SpaceX lance Starfall : une capsule de retour orbital qui change la donne

Par: Michael Korgs | aujourd'hui, 14:58
La capsule Starfall. Illustration : Federal Aviation Administration (FAA) La capsule Starfall. Illustration : Federal Aviation Administration (FAA). Source: Source : SpaceX

SpaceX a lancé le 23 juin 2026 sa capsule Starfall depuis Cap Canaveral, à bord d'un Falcon 9 dont le premier étage en était à son 29ᵉ vol. C'est la première démonstration d'un appareil de retour orbital en forme de disque conçu pour ramener des marchandises produites en microgravité. Avec une capacité de 1 000 kg, Starfall représente un bond d'échelle considérable face aux solutions existantes — et repositionne SpaceX comme acteur dominant d'un marché en pleine construction.

Le concept

La capsule mesure 3,1 mètres de diamètre pour seulement 75 cm de hauteur, et pèse 2 100 kg à vide. Elle ne possède pas de propulsion propre : c'est l'étage supérieur du Falcon 9 qui assure la mise en orbite et le freinage. Une fois séparée, la capsule utilise un système à azote comprimé pour s'orienter, puis des parachutes pour l'amerrissage final dans le Pacifique, à environ 1 300 km des côtes californiennes. Le bouclier thermique en fibre de carbone protège la cargaison lors de la rentrée atmosphérique.

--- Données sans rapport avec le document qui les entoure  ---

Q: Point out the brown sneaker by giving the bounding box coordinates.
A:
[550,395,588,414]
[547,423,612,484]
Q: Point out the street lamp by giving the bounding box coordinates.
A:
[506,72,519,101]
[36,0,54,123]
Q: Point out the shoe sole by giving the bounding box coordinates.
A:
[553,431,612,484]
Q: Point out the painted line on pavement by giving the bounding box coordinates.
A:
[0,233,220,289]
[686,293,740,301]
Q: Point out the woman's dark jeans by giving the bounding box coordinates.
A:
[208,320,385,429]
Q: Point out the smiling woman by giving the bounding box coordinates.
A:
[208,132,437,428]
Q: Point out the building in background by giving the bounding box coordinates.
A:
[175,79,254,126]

La mission démo prévoit un trajet d'un tour et demi autour de la Terre avant le retour. L'Agence fédérale de l'aviation américaine (FAA) a approuvé deux vols de test ; les suivants pourraient utiliser soit Falcon 9, soit la soute du Starship.

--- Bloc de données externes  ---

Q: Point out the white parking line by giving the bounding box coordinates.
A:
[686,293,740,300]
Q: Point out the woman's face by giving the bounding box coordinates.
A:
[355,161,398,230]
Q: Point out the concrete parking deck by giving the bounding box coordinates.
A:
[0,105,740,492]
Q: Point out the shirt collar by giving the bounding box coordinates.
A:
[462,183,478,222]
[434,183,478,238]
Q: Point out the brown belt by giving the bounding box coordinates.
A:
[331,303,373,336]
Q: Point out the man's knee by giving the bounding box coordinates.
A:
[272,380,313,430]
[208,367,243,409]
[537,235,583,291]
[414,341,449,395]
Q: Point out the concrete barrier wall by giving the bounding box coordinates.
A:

Un marché sans équivalent européen

Starfall vise directement le secteur de la fabrication orbitale : production de cristaux, de médicaments ou de matériaux impossibles à obtenir en apesanteur terrestre. Son principal concurrent identifié dans les dossiers FAA est Varda Space Industries, entreprise californienne qui a réalisé six missions avec ses capsules W-series — des appareils environ trente fois moins capacitaires, selon SpaceNews. Le paradoxe : Varda paie SpaceX pour chaque lancement, et se retrouve désormais face à son propre fournisseur comme concurrent direct.

Du côté européen, aucun équivalent de retour cargo n'apparaît dans les documents réglementaires américains. Arianespace et ArianeGroup restent dépendants de Falcon 9 pour leurs missions en covoiturage orbital. La startup allemande ATMOS Space Cargo, qui a effectué un premier vol de sa capsule PHOENIX en 2025 sur un rideshare SpaceX, est à ce stade la seule entreprise européenne nommément citée comme concurrente — et elle aussi dépend des lanceurs américains.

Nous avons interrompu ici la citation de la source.